Some eastern Ontario residents who lost internet access following last weekend’s storm are frustrated, saying it has underscored the shortcomings of the digital age.

“Everything was downloaded from the internet,” said Amber McCoy, who lives in Richmond, in rural south Ottawa. “‘Go to the Internet. Go to the Internet. Go to the Internet.’ And when it’s not there, where do you go again?”

Once the storm passed, McCoy – who no longer has running water at home – began researching critical information, such as the magnitude of the storm and the duration of power outages.

She was disappointed by the lack of useful information immediately broadcast on the radio.

McCoy keeps goats on her hobby farm, but felt left out when, in her search for fresh water, she had trouble connecting to the 3-1-1 phone line. Gasoline being a precious commodity, she didn’t want to waste it by driving unnecessarily.

“You still need basic and backup communication methods to deal with this kind of scenario,” she said.

Difficult to work from home

Ottawa Mayor Jim Watson told residents about free Wi-Fi at public libraries, community centers and City Hall.

“I’ve heard from a number of people who are obviously worried and upset that their internet service is going down,” the mayor said at a press conference on Wednesday.

“But they really should contact their supplier. As I mentioned, we have options available for people to come. I know it’s not perfect.”

According to Bell’s website Wednesday night, most service trouble calls came from postal codes beginning with K1A, K4C, K1H and K0A, which represent parts of downtown Ottawa, Cumberland, Alta Vista and many cities surrounding the National Capital Region.

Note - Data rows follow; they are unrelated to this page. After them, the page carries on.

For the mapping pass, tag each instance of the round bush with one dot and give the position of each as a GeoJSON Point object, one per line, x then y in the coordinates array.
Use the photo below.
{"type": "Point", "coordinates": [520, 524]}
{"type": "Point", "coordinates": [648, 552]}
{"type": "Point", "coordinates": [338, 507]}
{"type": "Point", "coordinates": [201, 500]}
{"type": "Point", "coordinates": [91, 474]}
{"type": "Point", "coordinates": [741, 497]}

Similarly, the Rogers website says most reports come from ZIP codes starting with K1A, K0A and K4C, with internet access being the most common issue.

Orléans resident Nancy Lebrun has been repeatedly let down by her service provider for failing to meet service recovery deadlines.

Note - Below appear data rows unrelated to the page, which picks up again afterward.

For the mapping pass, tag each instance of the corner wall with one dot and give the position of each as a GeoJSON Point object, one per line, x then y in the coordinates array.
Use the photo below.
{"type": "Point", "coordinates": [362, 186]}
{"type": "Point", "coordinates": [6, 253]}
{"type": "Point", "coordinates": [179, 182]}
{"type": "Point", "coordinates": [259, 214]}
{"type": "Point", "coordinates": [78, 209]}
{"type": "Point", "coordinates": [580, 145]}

“I partially work from home and need the internet and my husband works from home every day and he’s without the internet,” she said. “So it’s been quite disruptive.”

Although Nancy Lebrun’s electricity was restored after the storm knocked her out, she still does not have internet access. She said the lack of communication was frustrating. Pictured above, a neighbor stands by a tree that has come down in his neighborhood of Orleans. (Nancy Lebrun)

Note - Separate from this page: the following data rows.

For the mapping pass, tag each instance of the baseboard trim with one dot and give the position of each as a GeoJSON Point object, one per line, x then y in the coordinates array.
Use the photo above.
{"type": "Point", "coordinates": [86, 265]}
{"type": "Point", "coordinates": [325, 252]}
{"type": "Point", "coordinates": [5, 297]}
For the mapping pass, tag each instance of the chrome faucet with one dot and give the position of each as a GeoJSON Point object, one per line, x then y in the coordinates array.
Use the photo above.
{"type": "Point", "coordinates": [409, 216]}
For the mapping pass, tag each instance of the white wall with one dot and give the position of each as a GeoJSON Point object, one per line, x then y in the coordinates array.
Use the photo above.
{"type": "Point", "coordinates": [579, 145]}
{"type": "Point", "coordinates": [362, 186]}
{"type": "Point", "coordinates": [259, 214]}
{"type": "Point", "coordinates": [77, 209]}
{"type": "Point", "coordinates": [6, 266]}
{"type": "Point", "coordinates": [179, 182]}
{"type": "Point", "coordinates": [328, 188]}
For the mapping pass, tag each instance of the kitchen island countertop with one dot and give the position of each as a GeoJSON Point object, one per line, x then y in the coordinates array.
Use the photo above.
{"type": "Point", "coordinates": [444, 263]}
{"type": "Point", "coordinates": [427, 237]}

Bells Corners resident David Gilbert said the lack of internet access is affecting his livelihood, which involves connecting with customers virtually.

Although he heard updates about when power might be restored, he only heard a “deafening silence” about when he might have internet again.

“Is it one more day? Is it one more week? And for those who depend on the internet for all kinds of reasons, it’s a challenge.”

“Certainly some flaws”

McCoy said his internet problems were only compounded by the number of people using data on their devices, which clogged cell towers and made it difficult to access and download web pages.

With her power and the internet back, she said even a simpler web page — one without graphics — could have made critical information easier to access.

“As great and amazing as it is, during something like this, there are definitely shortcomings,” she said. “And we can’t lose sight of the importance of other channels of communication.”

A violent storm leaves traces of damage in the Ottawa area

Saturday’s storm toppled trees, damaged homes and destroyed power lines, leaving more than 100,000 customers in the dark. The strongest gust of wind at Ottawa International Airport measured 120 km/h.